While sizeable regulatory barriers exist to the modernisation of small island electricity systems—and indeed while the Philippines present a prime example of how techno-economic change has outpaced government regulation—these barriers can be overcome.
“While sizeable regulatory barriers exist to the modernisation of small island electricity systems—and indeed while the Philippines present a prime example of how techno-economic change has outpaced government regulation—these barriers can be overcome,” Ahmed said. “The Department of Energy (DOE) can incentivise the Small Power Utilities Group (SPUG) under the National Power Corporation (NPC) to speed up hybridisation of its plants. Moreover, the National Electrification Administration (NEA) can direct electric cooperatives to be technology-neutral in the procurement of power.”

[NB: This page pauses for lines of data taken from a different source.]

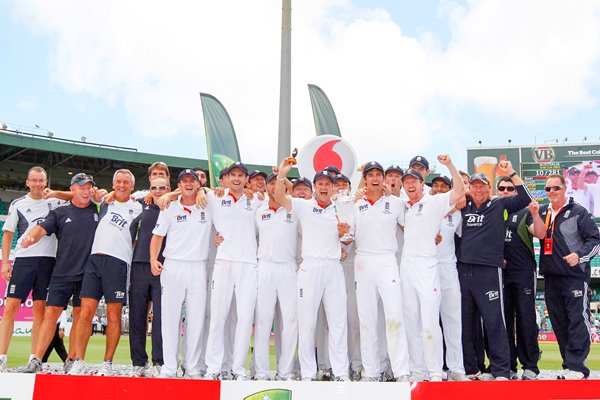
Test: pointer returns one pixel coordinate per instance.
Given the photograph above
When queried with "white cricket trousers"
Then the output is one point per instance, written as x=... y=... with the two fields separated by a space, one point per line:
x=377 y=277
x=450 y=312
x=276 y=281
x=231 y=279
x=421 y=296
x=183 y=281
x=322 y=280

Ahmed said that while the Philippine Renewable Energy Act of 2008 has spurred international and local interest in renewable investment, it is not as well-known as it should be.

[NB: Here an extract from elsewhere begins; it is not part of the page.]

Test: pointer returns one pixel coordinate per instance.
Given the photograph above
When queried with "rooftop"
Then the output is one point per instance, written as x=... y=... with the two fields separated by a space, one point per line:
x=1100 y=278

“Incentives in this act most germane to small island grids is the entitlement of renewables developers to half of the savings on existing subsidies that arise from their projects. A provision also entitles renewables developers to a cash incentive equal to half of the savings that arise from lower cost renewables generation.”
The report notes that solar-powered electricity costs have fallen by 99% since 1976 and 90% since 2009, and the cost of wind-powered generation has fallen by 50% since 2009.
“This stands to drive the eventual domination of renewable energy in energy mixes,” Ahmed said.
Energy storage system expansion is occurring alongside fast-growing global uptake of solar and wind in a trend suggesting that 24/7 electricity availability from renewable energy sources may be achievable sooner on small island grids, the report also notes.
“On small island grids in the Philippines where peak demand is fully met by diesel plants, and where the average cost of renewable energy is less than the variable costs of diesel generation, electricity produced by run-of-river hydro, biomass, solar, and wind is positioned to compete economically and to progressively displace imported-diesel-fired generation by way of hybridisation initiatives,” Ahmed said.